If you want to extract a dataset to work on using the ``create_ukbb_phenotype_dataset`` command, it is highly advisable that you spend a few minutes going throguh its help message (simply run ``create_ukbb_phenotype_dataset --help``) so that you won't be surprised by any unintended consequences of its default behavior and so that you will be able to make the most out of it.

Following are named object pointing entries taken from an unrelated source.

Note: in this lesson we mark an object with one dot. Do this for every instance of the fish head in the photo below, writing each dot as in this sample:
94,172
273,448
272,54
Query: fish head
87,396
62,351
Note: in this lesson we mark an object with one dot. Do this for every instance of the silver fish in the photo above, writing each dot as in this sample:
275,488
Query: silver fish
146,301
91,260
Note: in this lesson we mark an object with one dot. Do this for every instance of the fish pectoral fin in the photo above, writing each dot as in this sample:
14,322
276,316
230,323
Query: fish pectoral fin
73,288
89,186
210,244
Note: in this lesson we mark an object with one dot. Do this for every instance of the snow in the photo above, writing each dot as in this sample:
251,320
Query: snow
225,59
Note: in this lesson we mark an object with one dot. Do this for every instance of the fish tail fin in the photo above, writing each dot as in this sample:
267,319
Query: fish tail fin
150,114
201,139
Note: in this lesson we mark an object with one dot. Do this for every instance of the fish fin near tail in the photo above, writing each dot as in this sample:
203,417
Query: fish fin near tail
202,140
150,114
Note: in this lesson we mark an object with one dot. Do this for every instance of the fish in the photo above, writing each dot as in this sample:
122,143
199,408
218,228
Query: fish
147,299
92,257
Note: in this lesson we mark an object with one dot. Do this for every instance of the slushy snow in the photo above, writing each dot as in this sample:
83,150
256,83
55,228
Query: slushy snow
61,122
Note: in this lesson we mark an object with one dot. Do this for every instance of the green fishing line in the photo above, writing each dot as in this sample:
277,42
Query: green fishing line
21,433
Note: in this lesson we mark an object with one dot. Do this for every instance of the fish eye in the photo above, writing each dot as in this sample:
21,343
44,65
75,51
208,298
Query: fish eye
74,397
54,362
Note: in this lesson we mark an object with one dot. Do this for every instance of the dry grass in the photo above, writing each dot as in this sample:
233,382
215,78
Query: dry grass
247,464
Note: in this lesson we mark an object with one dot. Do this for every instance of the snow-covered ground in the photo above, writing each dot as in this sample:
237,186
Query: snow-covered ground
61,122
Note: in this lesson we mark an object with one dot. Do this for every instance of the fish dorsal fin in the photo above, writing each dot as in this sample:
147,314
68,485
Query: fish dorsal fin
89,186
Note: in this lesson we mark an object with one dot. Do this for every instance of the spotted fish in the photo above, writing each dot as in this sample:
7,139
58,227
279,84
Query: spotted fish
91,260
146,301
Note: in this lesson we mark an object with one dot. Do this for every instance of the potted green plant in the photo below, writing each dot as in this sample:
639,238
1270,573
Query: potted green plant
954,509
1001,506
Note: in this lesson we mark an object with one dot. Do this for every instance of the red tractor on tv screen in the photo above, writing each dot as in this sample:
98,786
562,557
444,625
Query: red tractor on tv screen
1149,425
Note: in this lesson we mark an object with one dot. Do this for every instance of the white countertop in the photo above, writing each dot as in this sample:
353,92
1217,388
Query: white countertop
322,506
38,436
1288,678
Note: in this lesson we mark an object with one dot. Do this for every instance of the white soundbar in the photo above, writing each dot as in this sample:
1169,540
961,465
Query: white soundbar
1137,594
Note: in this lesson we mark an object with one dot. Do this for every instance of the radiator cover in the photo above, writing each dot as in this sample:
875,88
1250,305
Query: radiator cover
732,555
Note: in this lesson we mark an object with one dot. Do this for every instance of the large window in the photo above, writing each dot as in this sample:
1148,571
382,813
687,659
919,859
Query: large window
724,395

ukbb_parser also provides a ``create_ukbb_genotype_spec_file`` command, that lists all the genotyping files provided by the UKBB. For example:

.. code-block:: cshell

create_ukbb_genotype_spec_file --genotyping-type=raw --output-file=/tmp/ukbb_raw_marker_genotyping_spec.csv

Or:

.. code-block:: cshell

create_ukbb_genotype_spec_file --genotyping-type=imputation --output-file=/tmp/ukbb_imputation_genotyping_spec.csv

Installation
===============

Just run:

.. code-block:: cshell

git clone https://github.com/nadavbra/ukbb_parser.git /tmp/ukbb_parser_src
cd /tmp/ukbb_parser_src
git submodule update --init --recursive
python setup.py install

Python dependencies
-----------------

(requires Python 3)

* numpy
* scipy
* pandas
* matplotlib
* biopython
* statsmodels

Configuration
===============

Following installtion, you will have to create and configure a ``.ukbb_paths.py`` file in your home directory (i.e. ``~/.ukbb_paths.py``). This settings file specifies the paths of all the necessary UKBB data files on your filesystem.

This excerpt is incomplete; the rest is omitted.